A screenshot of a tweet from Elon Musk about training AI in a simulated environment.

The Memory Service: The Hardest Problem to Solve

The memory layer is arguably the most challenging piece of the Agentic AI infrastructure puzzle. On one hand, the application itself demands extensive Context Engineering. On the other, you have the staggering complexity of managing context across multi-turn conversations, especially in Multi-Agent scenarios. AWS's abstraction of Short-Term and Long-Term Memory is definitely the right way to think about it.

A diagram illustrating the concept of short-term and long-term memory for AI agents.

For example, while building a stock market quantitative trading agent, real-time market data, company announcements, and forum comments constituted the Short-Term Memory. The insights derived from this data—like K-line chart analysis and sentiment analysis—became Long-Term Memory. In the future, user preferences and behaviors will also be stored in Long-Term Memory, functioning much like an embedding table in a modern recommendation system.

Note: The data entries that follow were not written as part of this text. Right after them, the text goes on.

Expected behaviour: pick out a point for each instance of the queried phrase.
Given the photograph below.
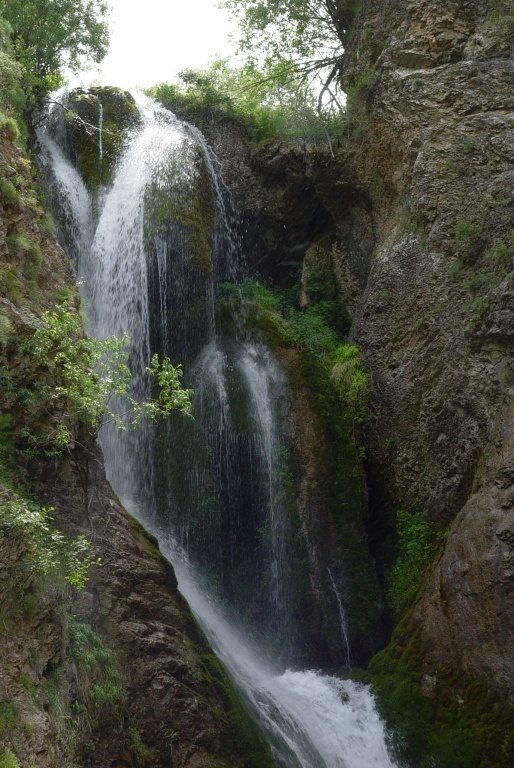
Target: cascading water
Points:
(214, 490)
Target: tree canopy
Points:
(300, 39)
(49, 35)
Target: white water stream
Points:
(311, 720)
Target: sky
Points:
(151, 40)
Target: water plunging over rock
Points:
(219, 491)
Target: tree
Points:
(300, 38)
(49, 35)
(91, 379)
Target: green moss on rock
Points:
(183, 208)
(120, 115)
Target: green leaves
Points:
(416, 547)
(51, 34)
(91, 375)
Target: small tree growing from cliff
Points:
(49, 35)
(88, 377)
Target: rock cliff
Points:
(415, 211)
(117, 673)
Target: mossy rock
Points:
(98, 152)
(438, 717)
(179, 208)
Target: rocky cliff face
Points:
(415, 210)
(118, 673)
(435, 320)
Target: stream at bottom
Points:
(311, 720)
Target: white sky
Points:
(151, 40)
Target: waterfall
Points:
(216, 491)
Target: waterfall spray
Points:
(213, 492)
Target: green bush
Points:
(48, 552)
(416, 548)
(7, 759)
(351, 380)
(468, 239)
(264, 103)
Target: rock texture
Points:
(416, 211)
(175, 702)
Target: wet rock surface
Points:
(416, 213)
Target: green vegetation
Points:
(468, 241)
(49, 36)
(100, 692)
(351, 380)
(7, 759)
(82, 378)
(46, 552)
(416, 548)
(264, 106)
(329, 385)
(446, 720)
(92, 373)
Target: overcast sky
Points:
(151, 40)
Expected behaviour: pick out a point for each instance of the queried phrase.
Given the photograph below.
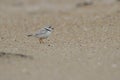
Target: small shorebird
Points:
(43, 33)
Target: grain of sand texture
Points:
(85, 43)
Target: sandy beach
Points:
(85, 43)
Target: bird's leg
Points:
(40, 40)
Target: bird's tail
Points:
(29, 35)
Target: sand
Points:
(85, 43)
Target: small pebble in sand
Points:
(85, 3)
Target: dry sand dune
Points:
(85, 44)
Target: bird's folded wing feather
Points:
(40, 32)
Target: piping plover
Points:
(43, 33)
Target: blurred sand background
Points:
(85, 44)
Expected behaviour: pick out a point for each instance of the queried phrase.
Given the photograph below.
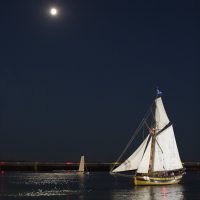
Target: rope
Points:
(132, 138)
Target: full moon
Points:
(53, 11)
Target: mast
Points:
(152, 153)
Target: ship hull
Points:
(148, 180)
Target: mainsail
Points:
(82, 164)
(164, 156)
(134, 160)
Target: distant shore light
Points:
(53, 11)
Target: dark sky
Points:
(80, 82)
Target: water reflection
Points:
(175, 192)
(42, 185)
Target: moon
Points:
(53, 11)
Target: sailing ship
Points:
(82, 166)
(156, 161)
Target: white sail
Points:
(160, 114)
(166, 152)
(144, 164)
(134, 160)
(82, 164)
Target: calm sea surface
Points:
(99, 185)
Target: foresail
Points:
(160, 115)
(166, 152)
(82, 164)
(134, 160)
(144, 164)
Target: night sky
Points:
(80, 82)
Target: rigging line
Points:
(134, 135)
(162, 153)
(129, 143)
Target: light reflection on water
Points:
(175, 192)
(95, 186)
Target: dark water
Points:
(98, 185)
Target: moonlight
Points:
(53, 11)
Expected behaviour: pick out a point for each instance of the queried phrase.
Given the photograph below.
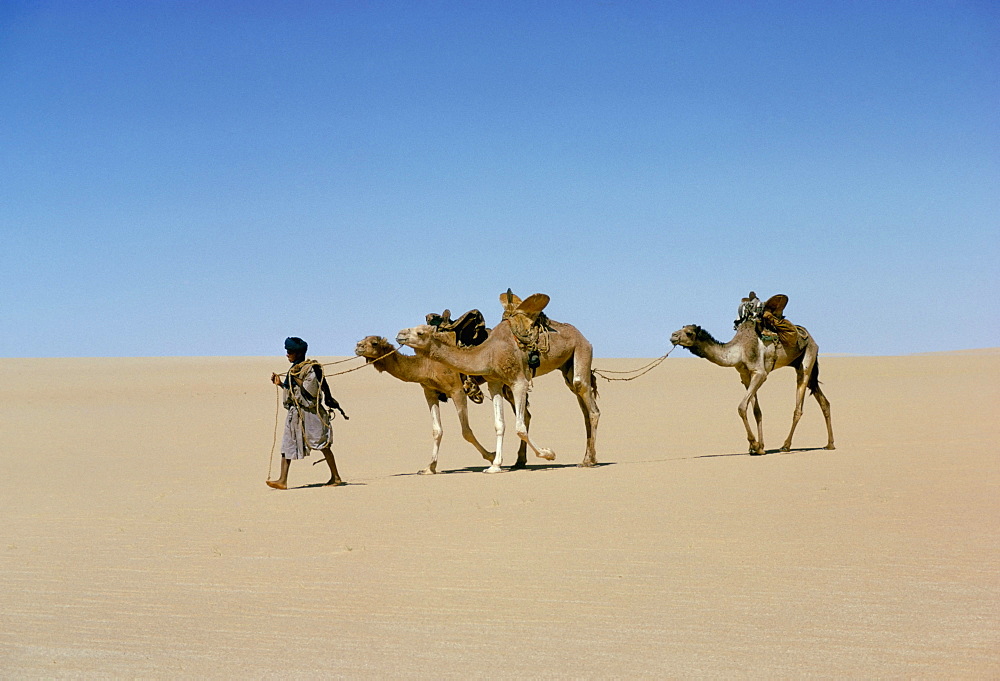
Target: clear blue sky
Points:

This Short-Term/Long-Term structure effectively creates a hot/cold tiering for storage. This means object storage like S3 needs a hot cache layer and powerful search capabilities, like those offered by the new S3 Vectors. But more importantly, when multiple agents are executing in parallel, you run headfirst into massive data consistency challenges. I've touched on this before, and it's a problem that has deep roots in distributed systems.

See: "Large Model Inference Systems (Part 1) -- Starting with the DEC VAXcluster Distributed System"

This is the very problem that led to technologies like Oracle RAC CacheFusion and IBM pureScale. In the cloud era, we see it addressed in three-tiered disaggregated architectures like Alibaba Cloud's PolarDB Serverless.

However, a critical question remains: how do you implement multi-tenant isolation and compute-storage disaggregation for the Memory Service? This applies not only to user-facing text data but also to the enormous amount of KV Cache generated during model inference. This inevitably leads to the problem of building a shared memory pool. Do you use an independent, multi-tenant memory pool built on something like a CXL Switch? Unfortunately, no matter how capable CXL becomes, it's not on the GPU Scale-Up roadmap.

This dilemma points to two potential paths forward:

  1. The GPU-Centric Path: From the GPU's perspective, the ideal is direct Load/Store (LD/ST) semantics to eliminate the latency and unpredictability of KV Cache transfers, which waste precious GPU cycles. AWS's current approach with the GB200 seems to be a VPC-supported Scale-Out solution. Data can be transferred first to the Grace CPU, and then to the Blackwell GPU via the high-speed NVLink C2C interconnect. A diagram showing data transfer from a Grace CPU to a Blackwell GPU via NVLink C2C within a VPC. However, this data transfer process requires robust congestion control and priority scheduling to avoid interfering with other critical network traffic.

  2. The CPU-Centric Path: On the flip side, the Grace CPU also needs multi-tenant isolation capabilities. A more secure approach would be to store the KV Cache in a user-controlled Runtime (like the Agent Runtime's MicroVM). This way, the cloud provider's inference platform caches as little user data as possible, creating a trade-off between performance and isolation.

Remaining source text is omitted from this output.